Ez 37,21-28; Sal Jer 31; Ju 11,45-57

Llevamos días en vilo con esa pregunta. Parece que las cosas se nos aclaran. Que muera uno por todos. Quienes entonces y ahora pronuncian estas proféticas palabras no se dan cuenta del alcance de lo que dicen. Piensan que es una manera de salir de la coyuntura política difícil en la que están y que Jesús con su predicación agrava aún más. Pero lo que no sospechan es que nos están dejando a la luz la respuesta a nuestra ansiosa pregunta. Como señala Juan, Jesús iba a morir por la nación; y no sólo por la nación, sino para reunir a los hijos de Dios dispersos. La suya no es una vida sin alcance, un azar del instante, una casualidad bella, sino una muerte por nosotros. ¿Por qué, por qué ha de morir él que es, no cabe duda ninguna, el inocente, la víctima sin tacha? ¿Por qué él y no ellos, aquellos judíos que entonces fueron a por él, y nosotros, que ahora le despreciamos y reímos con visajes y muecas como a alguien que perdió su comba? ¿Cómo su muerte inminente puede ser buena para nosotros, puede ser sacrificio expiatorio por nosotros, y por ellos también, por todos? La suya, ¿una muerte redentora?

Murió también por mí. Penetrar en la profundidad de estas palabras nos hace adentrarnos en el sentido mismo de su muerte, de la muerte de alguien que es ofrecido como víctima inocente y propiciatoria por los suyos, mejor, por todos. Él, en vez de mí. Él, por mí. Comprender esto, y vivirlo, es cosa para dejarle a uno estupefacto. Mirándole a él en esta situación en la que le han, le hemos y le he puesto, se comprenden dos cosas a la vez: quién soy y, de manera muy especial, quién es él. Porque al mirarle a él en el camino de pasión, comprendo quién soy yo, quienes somos nosotros, quiénes son ellos. Y no es este un comprender de condenación para nosotros, sino de gloria, de alegría, porque él, con su camino de pasión y de muerte, nos salva, nos limpia de nuestro pecado, nos redime, purificando en nosotros desde su raíz todo lo que nos impedía ver quién es él. Ahora, es ahora cuando comprendemos de nuestro enamoramiento, porque es ahora cuando nos ha hecho ver. Ver quién es él. Y, además, ver que a quien él continuamente llama mi Padre, es del mismo modo, en él, por él y con él, nuestro Padre. Jesús, así, se convierte en nuestro punto de convergencia. Todo en nosotros, ahora ya, tiende a él, estirando de nosotros hacia él, para hacernos llegar a ese punto de realidad en donde él está. Punto de acceso al Padre Dios. A su misericordia. A su gracia. A su vida.

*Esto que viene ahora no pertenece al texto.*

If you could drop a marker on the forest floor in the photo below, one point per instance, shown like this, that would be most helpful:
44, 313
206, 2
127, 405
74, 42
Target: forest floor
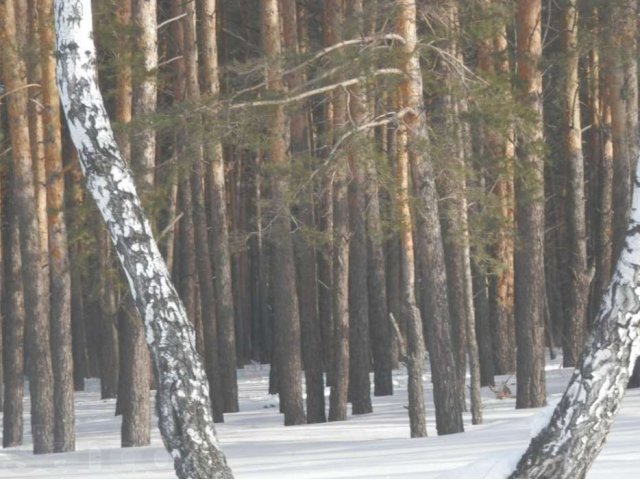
376, 445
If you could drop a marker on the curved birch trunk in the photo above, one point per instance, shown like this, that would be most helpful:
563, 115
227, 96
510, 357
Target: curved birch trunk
183, 397
567, 447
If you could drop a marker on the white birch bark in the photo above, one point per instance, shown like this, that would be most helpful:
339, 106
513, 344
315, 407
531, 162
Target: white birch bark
183, 400
568, 445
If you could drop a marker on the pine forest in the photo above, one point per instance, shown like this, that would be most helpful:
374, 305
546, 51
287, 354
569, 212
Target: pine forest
322, 207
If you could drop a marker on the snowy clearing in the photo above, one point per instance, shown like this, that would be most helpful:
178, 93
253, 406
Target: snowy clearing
257, 445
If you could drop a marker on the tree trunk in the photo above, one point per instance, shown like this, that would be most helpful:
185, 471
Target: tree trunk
429, 245
529, 259
414, 356
579, 276
493, 59
359, 150
305, 251
285, 298
183, 398
135, 430
203, 257
61, 348
381, 334
450, 183
107, 321
218, 217
35, 299
13, 335
483, 327
340, 386
78, 334
568, 445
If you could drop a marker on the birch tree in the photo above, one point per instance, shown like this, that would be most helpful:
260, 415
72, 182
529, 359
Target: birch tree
183, 397
568, 445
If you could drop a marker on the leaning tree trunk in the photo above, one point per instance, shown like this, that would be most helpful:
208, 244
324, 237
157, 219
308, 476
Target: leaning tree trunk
568, 445
183, 397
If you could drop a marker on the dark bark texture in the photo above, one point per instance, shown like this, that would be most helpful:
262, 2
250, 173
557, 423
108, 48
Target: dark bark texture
183, 399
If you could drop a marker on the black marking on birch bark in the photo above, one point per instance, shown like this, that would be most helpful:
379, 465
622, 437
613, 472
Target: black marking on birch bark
183, 397
567, 446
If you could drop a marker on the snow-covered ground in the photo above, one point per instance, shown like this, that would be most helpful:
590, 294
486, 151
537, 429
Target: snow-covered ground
257, 445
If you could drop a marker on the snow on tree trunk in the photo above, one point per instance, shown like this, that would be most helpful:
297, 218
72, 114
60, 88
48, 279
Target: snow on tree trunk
568, 445
183, 397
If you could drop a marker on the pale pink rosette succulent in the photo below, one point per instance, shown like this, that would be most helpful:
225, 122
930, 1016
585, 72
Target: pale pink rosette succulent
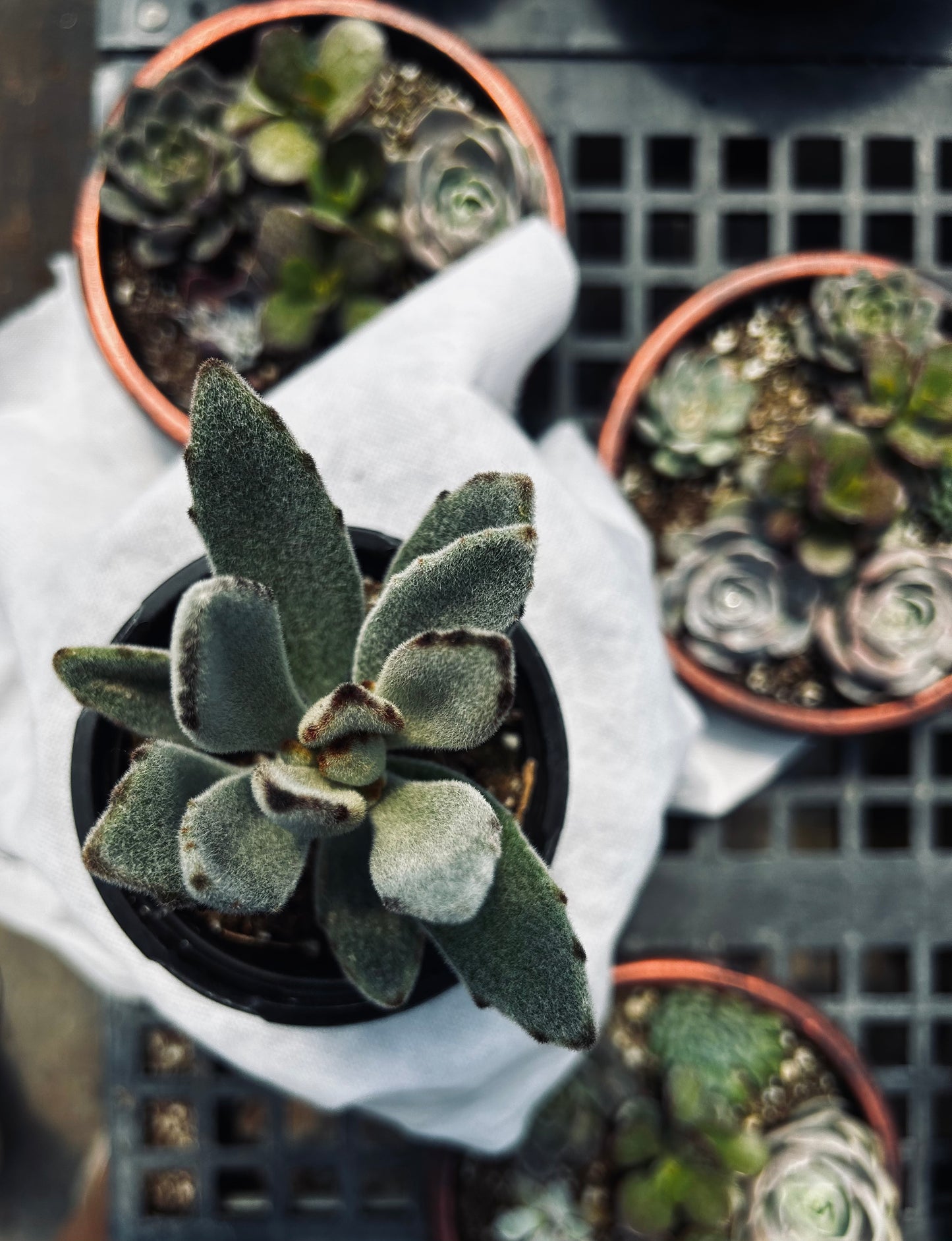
891, 636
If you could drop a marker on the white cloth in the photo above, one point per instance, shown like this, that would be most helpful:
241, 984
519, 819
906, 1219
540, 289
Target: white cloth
94, 517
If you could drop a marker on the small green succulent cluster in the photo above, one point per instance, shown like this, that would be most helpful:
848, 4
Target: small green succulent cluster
665, 1132
909, 396
285, 716
341, 175
852, 312
801, 467
695, 411
299, 115
715, 1055
826, 493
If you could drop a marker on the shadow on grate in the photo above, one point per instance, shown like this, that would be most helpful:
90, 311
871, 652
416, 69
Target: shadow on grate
826, 884
202, 1152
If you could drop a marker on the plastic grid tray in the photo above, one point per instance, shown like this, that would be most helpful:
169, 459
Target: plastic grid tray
261, 1167
834, 881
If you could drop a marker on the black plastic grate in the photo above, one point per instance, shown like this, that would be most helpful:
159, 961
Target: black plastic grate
203, 1153
674, 174
837, 882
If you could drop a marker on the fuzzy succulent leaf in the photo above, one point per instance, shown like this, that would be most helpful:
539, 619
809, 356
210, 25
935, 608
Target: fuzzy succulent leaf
234, 858
436, 847
484, 502
129, 685
265, 514
230, 676
349, 709
358, 760
350, 55
453, 689
476, 583
380, 952
298, 797
519, 954
136, 840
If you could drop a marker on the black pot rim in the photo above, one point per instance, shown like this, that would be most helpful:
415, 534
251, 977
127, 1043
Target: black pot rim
205, 966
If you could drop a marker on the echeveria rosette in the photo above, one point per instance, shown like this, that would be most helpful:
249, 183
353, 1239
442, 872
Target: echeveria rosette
173, 174
848, 312
466, 179
695, 411
276, 659
824, 1180
890, 636
733, 600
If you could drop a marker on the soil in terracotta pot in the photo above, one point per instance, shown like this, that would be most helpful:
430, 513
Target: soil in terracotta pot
265, 302
571, 1140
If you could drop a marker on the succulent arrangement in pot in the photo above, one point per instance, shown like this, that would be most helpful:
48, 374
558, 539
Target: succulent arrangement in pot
289, 734
257, 200
792, 458
702, 1114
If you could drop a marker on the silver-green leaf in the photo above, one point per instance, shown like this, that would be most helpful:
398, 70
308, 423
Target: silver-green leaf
264, 513
231, 681
298, 797
129, 685
477, 583
380, 952
136, 842
453, 689
486, 500
519, 954
234, 858
436, 846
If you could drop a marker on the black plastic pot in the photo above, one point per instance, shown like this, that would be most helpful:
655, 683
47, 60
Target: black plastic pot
279, 983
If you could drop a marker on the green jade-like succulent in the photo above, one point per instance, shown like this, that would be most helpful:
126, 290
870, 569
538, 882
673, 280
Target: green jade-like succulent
173, 174
715, 1054
695, 411
828, 489
303, 94
852, 312
910, 397
281, 716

Hemos ido, así, comprendiendo el significado de realidad de esa atracción que nos enamoró para siempre. No es una ilusa ilusión en nuestra vida, algo irreal que nos ayudará a ir tirando, sino que es la realidad misma de lo que somos, de una realidad que, en él, con él y por él, se nos dona graciosamente. Así, somos criaturas nuevas, criaturas de una nueva creación. Hechos ahora más y mejor que nunca a su imagen y semejanza, pues ahora tenemos los medios y las capacidades para serlo de verdad en el hondón de nosotros mismos y en la realidad de nuestras vidas. Sólo nos queda vivir al completo de esa realidad y hacer que crezca hacia todos los horizontes.